Cans for the Community a nonprofit like nowhere else

Cans for the Community volunteers, Will Lunn, left, Linda Klinker and Wendell McGaugh are pictured with one of their aluminum can recycling bins in the parking lot of On the Rocks liquor store near the intersection of 19th and Massachusetts streets. The organization donates all of the money collected from recycling the cans to Douglas County charities of their choice. In over eight years they have raised over 10,000.

Linda Klinker, Cans for the Community Chair, works behind the scenes with non-profit organization, providing financial support to other non-profit organizations in Douglas County, Kansas and surrounding communities by recycling aluminum beverage containers.

Cans for the Community is literally an “only in Lawrence” organization. There are no other organizations like it anywhere in the country.

At least, not as far as volunteer Linda Klinker can tell, and she’s looked. She’s tried to find other organizations doing the same thing, and to her genuine surprise, there seem to be none.

It’s a genius idea, born of a few steadfast recyclers back in 2005. They thought it would be nice if they could just help people recycle.

“We knew people wanted to recycle, but sometimes it was a challenge. We thought we could make it free and easy for them,” Klinker said. She thinks recycling cans is easy, it’s just a matter of having the flexibility and time to do it. And that’s where Cans for the Community comes in.

The mission is simple: It’s a nonprofit organization providing financial support to other nonprofit organizations in Douglas County and surrounding communities by recycling aluminum beverage containers.

Aluminum can recycling saves valuable resources, energy, time and money. Knowing this, Klinker and her environmentally minded friends set out to do some good. They started with a few raw materials and a little seed money from the Douglas County Community Foundation, and they placed some receptacles at key places around the city. Much to their surprise, after five years they’d generated and given away $50,000. The interest in their cause grew, as did the number of receptacles. To date, they’ve collected more than 8 million cans from 90 businesses and 12 public can houses.

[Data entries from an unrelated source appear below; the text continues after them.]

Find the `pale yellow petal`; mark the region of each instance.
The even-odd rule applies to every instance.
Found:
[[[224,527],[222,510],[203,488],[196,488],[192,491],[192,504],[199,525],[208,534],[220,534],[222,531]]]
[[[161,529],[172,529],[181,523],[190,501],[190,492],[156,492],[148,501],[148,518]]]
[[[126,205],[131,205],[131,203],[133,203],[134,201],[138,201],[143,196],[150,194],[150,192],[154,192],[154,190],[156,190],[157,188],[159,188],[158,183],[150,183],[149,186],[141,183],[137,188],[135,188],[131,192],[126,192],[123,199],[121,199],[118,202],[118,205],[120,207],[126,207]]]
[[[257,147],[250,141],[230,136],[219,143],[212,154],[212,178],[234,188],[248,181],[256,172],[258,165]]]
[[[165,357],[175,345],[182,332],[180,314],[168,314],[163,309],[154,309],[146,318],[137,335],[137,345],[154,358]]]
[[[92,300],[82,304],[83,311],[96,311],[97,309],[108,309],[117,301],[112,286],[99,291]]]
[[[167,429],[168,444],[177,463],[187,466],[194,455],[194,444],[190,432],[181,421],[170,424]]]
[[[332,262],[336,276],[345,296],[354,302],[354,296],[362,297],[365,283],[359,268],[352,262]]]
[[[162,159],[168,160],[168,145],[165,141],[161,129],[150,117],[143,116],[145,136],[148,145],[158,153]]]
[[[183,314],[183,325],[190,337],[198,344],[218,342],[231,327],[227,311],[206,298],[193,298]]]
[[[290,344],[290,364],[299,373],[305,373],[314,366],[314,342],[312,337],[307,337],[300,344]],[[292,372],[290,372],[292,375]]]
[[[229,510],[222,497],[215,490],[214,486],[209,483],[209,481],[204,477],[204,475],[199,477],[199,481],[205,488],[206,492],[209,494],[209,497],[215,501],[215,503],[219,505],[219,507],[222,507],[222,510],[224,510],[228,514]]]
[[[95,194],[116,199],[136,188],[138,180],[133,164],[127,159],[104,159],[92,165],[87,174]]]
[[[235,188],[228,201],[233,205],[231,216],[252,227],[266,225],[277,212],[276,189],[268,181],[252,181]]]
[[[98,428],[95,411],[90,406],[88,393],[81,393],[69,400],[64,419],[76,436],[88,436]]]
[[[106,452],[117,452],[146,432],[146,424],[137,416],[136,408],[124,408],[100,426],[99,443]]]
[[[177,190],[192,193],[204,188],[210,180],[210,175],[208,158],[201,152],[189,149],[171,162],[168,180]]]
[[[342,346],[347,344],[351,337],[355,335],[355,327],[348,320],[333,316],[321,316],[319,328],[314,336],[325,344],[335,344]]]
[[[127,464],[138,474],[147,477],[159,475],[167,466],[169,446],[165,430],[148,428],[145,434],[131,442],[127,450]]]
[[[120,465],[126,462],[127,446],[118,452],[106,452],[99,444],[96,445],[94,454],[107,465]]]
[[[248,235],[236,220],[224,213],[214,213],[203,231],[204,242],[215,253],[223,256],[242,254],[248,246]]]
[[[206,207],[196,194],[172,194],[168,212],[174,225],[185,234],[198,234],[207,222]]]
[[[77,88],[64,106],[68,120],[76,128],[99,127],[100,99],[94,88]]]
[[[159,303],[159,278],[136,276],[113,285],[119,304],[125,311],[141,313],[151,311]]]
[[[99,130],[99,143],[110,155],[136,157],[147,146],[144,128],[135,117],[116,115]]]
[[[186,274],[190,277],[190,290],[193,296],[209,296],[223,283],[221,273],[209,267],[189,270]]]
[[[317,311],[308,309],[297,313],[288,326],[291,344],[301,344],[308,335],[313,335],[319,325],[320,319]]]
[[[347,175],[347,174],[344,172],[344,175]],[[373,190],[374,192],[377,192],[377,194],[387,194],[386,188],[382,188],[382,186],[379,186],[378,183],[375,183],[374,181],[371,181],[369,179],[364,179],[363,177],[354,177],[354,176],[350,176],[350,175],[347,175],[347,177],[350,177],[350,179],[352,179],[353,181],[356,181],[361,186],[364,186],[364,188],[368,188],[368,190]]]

The public can houses can be used by individuals or by smaller organizations. Currently they are in place at Checkers Foods, Cork & Barrel, Dillons on 23rd Street, Dillons on West Sixth Street, the Hillcrest shopping center, both Hy-Vee locations, Immanuel Lutheran Church, Lawrence Memorial Hospital, Miller Mart on Wakarusa, On the Rocks and Trinity Lutheran Church.

The group will place a receptacle in a place of business or at an event and come get the cans, free of charge. Its members then recycle the cans and immediately give 100 percent of the money raised to a charity. The gifts are made in $1,000 increments and the group makes about two of those gifts a month. In August of 2012 the group celebrated hitting the $100,000 mark. Recently, the group has donated funds to Health Care Access Clinic, Centro Hispano, Operation WildLife Inc. (OWL), Friends of the Lawrence Public Library, and The Boys & Girls Club of Lawrence, to name just a few.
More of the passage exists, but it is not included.